Suppose you are looking at the reaction aA + bB → cC + dD. You can compute each of these molecules at two computational levels; lets call these M1 and M2. Then the reaction energy is

ΔEM1 = cEM1(C) + dEM1(D) – aEM1(A) – bEM1(B)
ΔEM2 = cEM2(C) + dEM2(D) – aEM2(A) – bEM2(A)

Now, if the two computational methods are reasonably complete, then ΔEM1 ≈ ΔEM2. This can also be true if the reaction has been selected such that one might expect very good cancellation of errors. In this case, the overall problems in computing the reactants are similar to the problems computing the products, and so these problems (i.e., errors) will cancel off. So, if we have the latter condition (a reaction constructed to obtain excellent cancellation of errors), then we might be able to exploit this idea in order to obtain energies of large molecules with a large method while avoiding to actually have to do these very large computations!

How does this work? Let’s suppose the largest molecule in the reaction is molecule C. Since

ΔEM1 ≈ ΔEM2

then

cEM1(C) + dEM1(D) – aEM1(A) – bEM1(B) ≈ cEM2(C) + dEM2(D) – aEM2(A) – bEM2(B)

cEM1(C) ≈ cEM2(C) + d[EM2(D) – EM1(D)] – a[EM2(A) – EM1(A)] – b[EM2(B) – EM1(B)]

and so

cEM1(C) ≈ cEM2(C) + Σ ci(EM2(i) – EM1(i))

So, we can get the energy of the big molecule C at the big method M1 by computing the energy of the big molecule C at the smaller method M2 along with computing all of the other molecules at both levels. If these other molecules are significantly smaller than molecule C, there can be considerable time savings here. This is the idea presented in a recent article by Raghavachari.1

The key element here is a systematic means for generating appropriate reactions, ones that (a) involve small molecules other than the molecule of interest and (b) get good cancellation of errors. Raghavachari comes up with a systematic way of creating a reaction with ever larger reference molecules. This is analogous with the methodology presented by Wheeler, Schleyer and Allen.2 Basically, the method decomposes the molecule of interest into smaller molecules that preserve the immediate chemical environment around each heavy atom, a method they call CBH-2 (connectivity-based hierarchy).
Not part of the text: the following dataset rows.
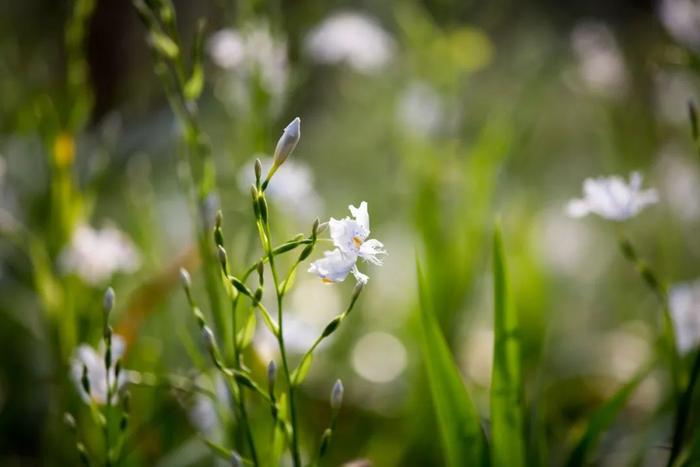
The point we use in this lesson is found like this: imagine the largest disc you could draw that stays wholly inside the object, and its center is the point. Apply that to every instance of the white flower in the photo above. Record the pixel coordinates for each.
(685, 312)
(351, 38)
(95, 255)
(612, 198)
(94, 361)
(251, 51)
(420, 109)
(350, 237)
(335, 267)
(292, 187)
(601, 65)
(682, 20)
The reaction below is an example of the CBH-2 decomposition reaction for methionine. (Note that CBH-2 is essentially a homodesmotic reaction and CBH-3 is essentially the group equivalent reaction I defined years ago.3)

They apply the concept towards computing the energy of larger molecules (having 6-13 heavy atoms) at CCSD(T)/6-31+G(d,p) by only having to compute these large molecules at MP2/6-31+G(d,p). For a set of 30 molecules, the error in the energy of the extrapolated energy vs. the actual CCSD(T) energy is 0.35 kcal mol-1.

One of the advantages of this approach is that the small molecules are used over and over again, but they need be computed only twice, once at CCSD(T) and once at MP2.

This is certainly an approach that has been implicitly employed by many people for a long time, but here is made explicit and points towards ways to apply it even more widely.

References

(1) Ramabhadran, R. O.; Raghavachari, K. "Extrapolation to the Gold-Standard in Quantum Chemistry: Computationally Efficient and Accurate CCSD(T) Energies for Large Molecules Using an Automated Thermochemical Hierarchy," J. Chem. Theor. Comput. 2013, ASAP DOI: 10.1021/ct400465q.

(2) Wheeler, S. E.; Houk, K. N.; Schleyer, P. v. R.; Allen, W. D. “A Hierarchy of Homodesmotic Reactions for Thermochemistry,” J. Am. Chem. Soc. 2009, 131, 2547-2560, DOI: 10.1021/ja805843n.

(3) Bachrach, S. M. “The Group Equivalent Reaction: An Improved Method for Determining Ring Strain Energy,” J. Chem. Ed. 1990, 67, 907-908, DOI: 10.1021/ed067p90.